Dressing Up.jpgThe 99 page review document devotes just five paragraphs to the problem (although, to give Bailey credit, they punch above their weight – between the five of them they manage to pack in the full range of clichés, offensive stereotypes and cod-science commonly deployed on the subject.)

Bailey starts with the tedious and largely discredited neuroscience argument, regurgitating the idea that gender differences are biologically driven and there ain’t much that nurture can do about it (Cordelia Fine dismisses this myth particularly effectively with a meticulous look at the evidence in her book Delusions of Gender.)

And then immediately contradicting his initial insistence that what we like and dislike is pre-ordained by our gender at birth, he then suggests that gendered marketing can indeed change behaviour, but…wait for it…. in a good way!

Girls who wouldn’t normally be able to handle something as difficult and ‘boyish’ as science could, it turns out, grow to like it after all, as long as it was marketed to them in a pink package, as an activity that could encompass their true calling – that of beauty and pampering. (It’s not quite clear how he squares his ‘science is for boys’ worldview with the fact that girls have long been outperforming boys in science at school.)

He then offers up a case study, provided by a toy manufacturer named Bob Paton, who states:

We were selling chemistry sets at a rate of 15,000 per annum, but when we put them in pink packaging and called it a craft activity sales went up to 80,000-120,000 sets per annum ever since!… Experience has taught us that the success or otherwise of a toy depends largely on… communicating quickly to the consumer whether a toy is best suited to boys or to girls.

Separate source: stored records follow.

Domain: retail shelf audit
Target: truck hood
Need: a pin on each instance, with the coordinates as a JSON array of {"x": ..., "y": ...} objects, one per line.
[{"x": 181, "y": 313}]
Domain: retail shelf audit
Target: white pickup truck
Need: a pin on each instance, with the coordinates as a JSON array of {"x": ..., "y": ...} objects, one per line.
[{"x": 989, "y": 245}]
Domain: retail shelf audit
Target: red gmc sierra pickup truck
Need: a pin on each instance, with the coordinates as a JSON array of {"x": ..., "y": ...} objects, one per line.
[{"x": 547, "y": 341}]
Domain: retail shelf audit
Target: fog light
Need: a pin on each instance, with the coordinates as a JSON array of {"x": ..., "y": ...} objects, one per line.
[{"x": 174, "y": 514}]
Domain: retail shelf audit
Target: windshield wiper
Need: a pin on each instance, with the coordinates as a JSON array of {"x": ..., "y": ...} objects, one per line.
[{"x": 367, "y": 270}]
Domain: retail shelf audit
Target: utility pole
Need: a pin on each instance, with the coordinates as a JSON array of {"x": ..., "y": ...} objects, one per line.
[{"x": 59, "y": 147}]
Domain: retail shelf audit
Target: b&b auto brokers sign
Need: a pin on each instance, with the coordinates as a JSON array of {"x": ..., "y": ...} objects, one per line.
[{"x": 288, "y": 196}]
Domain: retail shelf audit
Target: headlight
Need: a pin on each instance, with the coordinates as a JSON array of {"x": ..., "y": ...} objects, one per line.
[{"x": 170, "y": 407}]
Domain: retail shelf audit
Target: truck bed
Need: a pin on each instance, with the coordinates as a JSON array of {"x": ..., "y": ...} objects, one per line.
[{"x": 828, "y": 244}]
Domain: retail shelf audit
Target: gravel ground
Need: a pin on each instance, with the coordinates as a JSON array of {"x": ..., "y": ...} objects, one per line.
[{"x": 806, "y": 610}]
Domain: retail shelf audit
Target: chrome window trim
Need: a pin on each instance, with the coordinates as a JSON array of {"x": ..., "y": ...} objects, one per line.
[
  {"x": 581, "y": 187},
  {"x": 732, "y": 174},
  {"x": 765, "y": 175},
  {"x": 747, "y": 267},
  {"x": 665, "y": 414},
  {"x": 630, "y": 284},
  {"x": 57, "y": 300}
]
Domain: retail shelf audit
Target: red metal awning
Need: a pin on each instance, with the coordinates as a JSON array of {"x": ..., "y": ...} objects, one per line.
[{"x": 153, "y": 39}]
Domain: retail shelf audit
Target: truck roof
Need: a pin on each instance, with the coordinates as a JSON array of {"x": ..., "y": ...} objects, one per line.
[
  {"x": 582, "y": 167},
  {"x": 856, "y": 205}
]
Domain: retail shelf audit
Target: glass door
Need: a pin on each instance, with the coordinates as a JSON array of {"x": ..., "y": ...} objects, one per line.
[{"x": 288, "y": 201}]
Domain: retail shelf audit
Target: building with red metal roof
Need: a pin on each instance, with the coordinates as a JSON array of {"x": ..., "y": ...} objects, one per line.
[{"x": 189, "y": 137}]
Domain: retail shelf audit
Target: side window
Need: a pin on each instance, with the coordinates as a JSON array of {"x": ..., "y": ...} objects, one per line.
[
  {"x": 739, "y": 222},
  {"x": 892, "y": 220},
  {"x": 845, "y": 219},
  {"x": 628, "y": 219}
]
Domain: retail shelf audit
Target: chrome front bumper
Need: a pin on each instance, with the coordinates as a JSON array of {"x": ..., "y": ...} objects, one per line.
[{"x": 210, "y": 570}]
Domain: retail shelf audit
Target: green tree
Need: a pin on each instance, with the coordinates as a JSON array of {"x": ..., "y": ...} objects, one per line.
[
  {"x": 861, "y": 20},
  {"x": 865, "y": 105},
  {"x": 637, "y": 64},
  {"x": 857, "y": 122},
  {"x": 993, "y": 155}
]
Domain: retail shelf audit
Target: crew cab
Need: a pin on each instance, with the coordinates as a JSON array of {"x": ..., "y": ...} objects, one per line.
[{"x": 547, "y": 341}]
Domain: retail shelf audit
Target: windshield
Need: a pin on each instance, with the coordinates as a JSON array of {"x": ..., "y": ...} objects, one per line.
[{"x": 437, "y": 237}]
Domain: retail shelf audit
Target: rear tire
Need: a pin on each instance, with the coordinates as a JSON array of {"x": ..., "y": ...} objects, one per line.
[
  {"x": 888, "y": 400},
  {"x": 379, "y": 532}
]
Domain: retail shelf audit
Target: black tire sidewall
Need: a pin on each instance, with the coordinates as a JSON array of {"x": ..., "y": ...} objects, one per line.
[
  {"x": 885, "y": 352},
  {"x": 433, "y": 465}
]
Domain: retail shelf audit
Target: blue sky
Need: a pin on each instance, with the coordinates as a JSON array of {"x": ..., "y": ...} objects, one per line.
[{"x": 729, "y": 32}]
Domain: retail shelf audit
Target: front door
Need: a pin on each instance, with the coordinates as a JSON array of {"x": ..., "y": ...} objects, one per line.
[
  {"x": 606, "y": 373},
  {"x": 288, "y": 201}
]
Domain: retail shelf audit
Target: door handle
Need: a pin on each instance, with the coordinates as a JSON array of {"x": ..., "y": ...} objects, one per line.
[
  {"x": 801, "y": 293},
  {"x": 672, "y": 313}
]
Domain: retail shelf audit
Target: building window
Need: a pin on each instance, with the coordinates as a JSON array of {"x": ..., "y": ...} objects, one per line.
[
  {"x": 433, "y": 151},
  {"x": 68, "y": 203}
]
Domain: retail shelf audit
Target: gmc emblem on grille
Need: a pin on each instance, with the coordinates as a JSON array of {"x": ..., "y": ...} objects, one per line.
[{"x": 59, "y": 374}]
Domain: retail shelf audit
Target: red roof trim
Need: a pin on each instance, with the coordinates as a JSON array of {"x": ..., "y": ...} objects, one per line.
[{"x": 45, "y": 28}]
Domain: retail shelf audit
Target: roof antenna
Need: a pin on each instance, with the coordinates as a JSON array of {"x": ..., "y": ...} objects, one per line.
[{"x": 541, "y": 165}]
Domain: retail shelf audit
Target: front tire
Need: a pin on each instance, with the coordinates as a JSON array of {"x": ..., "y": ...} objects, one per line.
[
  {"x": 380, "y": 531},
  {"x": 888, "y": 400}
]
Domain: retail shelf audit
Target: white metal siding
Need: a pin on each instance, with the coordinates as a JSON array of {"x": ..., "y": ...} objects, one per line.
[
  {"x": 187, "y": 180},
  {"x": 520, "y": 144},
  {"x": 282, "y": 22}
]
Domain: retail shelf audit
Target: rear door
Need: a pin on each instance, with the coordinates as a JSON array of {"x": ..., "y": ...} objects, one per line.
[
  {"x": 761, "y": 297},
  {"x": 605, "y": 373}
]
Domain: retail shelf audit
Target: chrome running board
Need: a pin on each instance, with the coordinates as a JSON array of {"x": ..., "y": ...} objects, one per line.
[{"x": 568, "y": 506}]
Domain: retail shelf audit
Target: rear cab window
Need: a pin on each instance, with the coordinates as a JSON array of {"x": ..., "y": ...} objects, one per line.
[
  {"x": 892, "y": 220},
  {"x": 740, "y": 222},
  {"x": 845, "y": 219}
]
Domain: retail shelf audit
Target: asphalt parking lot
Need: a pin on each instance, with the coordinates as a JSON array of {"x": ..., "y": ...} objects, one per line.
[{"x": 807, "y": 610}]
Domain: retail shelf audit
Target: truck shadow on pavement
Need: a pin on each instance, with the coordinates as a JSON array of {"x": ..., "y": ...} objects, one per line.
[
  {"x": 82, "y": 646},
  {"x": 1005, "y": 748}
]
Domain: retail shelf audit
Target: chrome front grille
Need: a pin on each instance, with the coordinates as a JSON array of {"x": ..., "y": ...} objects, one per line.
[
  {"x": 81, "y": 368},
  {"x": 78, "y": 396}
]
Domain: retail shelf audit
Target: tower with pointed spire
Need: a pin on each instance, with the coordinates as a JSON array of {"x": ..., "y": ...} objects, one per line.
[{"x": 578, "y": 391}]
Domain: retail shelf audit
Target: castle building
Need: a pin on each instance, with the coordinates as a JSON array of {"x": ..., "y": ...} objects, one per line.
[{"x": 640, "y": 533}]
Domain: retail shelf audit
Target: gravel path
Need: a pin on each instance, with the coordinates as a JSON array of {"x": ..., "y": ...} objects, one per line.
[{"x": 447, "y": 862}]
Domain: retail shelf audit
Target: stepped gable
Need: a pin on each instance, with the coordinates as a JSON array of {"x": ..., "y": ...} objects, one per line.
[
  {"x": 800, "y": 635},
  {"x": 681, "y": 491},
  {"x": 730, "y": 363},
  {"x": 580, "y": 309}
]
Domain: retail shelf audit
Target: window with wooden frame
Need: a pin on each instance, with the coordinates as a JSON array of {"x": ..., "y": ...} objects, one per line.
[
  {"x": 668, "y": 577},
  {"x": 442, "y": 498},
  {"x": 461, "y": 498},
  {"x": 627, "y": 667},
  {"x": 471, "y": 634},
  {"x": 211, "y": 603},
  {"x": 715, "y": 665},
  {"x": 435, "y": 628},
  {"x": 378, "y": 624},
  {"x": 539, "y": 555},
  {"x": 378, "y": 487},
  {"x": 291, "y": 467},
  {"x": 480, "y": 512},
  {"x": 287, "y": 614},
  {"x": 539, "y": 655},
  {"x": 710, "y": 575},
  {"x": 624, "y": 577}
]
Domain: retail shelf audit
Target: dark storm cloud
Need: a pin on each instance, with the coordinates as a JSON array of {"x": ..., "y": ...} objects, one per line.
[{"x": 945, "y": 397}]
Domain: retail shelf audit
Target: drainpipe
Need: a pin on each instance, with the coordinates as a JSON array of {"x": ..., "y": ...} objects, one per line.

Which seems to put Bailey in the unlikely position of defending gender stereotyping on the grounds that it furthers the noble cause of Helping Shops Sell More Stuff, a viewpoint one might think was a little out of place in a document that is supposed to be combatting the commercialisation of childhood. Incidentally, it would have made interesting reading had the same logic been applied to a case study in the ‘sexualisation’ section of the review, for example:

We were selling plain white cotton underwear for children, but were only shifting 15,000 units per annum. As soon as we shifted to black lace peephole bras we were our sales went up to 120,000 units per annum ever since!

Bailey finishes up his brief foray into this issue by concluding, contrary to the scientific evidence, that far from being the problem that silly old parents thought it was, gender stereotyping is actually ‘healthy’ for children and that no action should be taken on the matter. He then moves on from the issue with breakneck speed, devoting the rest of the 99 pages of his report to his pet cause and thereby crushing forever the fledgling hope that someone might somehow take a real look at how this problem might be tackled.

As well as it being amazing that such blatant sexism was allowed to pass through unquestioned in a 21st century government document, the Bailey Review is a real missed opportunity. As the captains of industry gather in a series of meetings at Downing Street to discuss Bailey’s recommendations, this issue will not be on the table.

Gender stereotyping in marketing to children is one area which could truly benefit from some light regulation, or voluntary codes of practice, or at least a genuine discussion which looks objectively at the evidence of the harm this issue causes. If Bailey hadn’t been so blinded by his own moralising agenda, things might have been different.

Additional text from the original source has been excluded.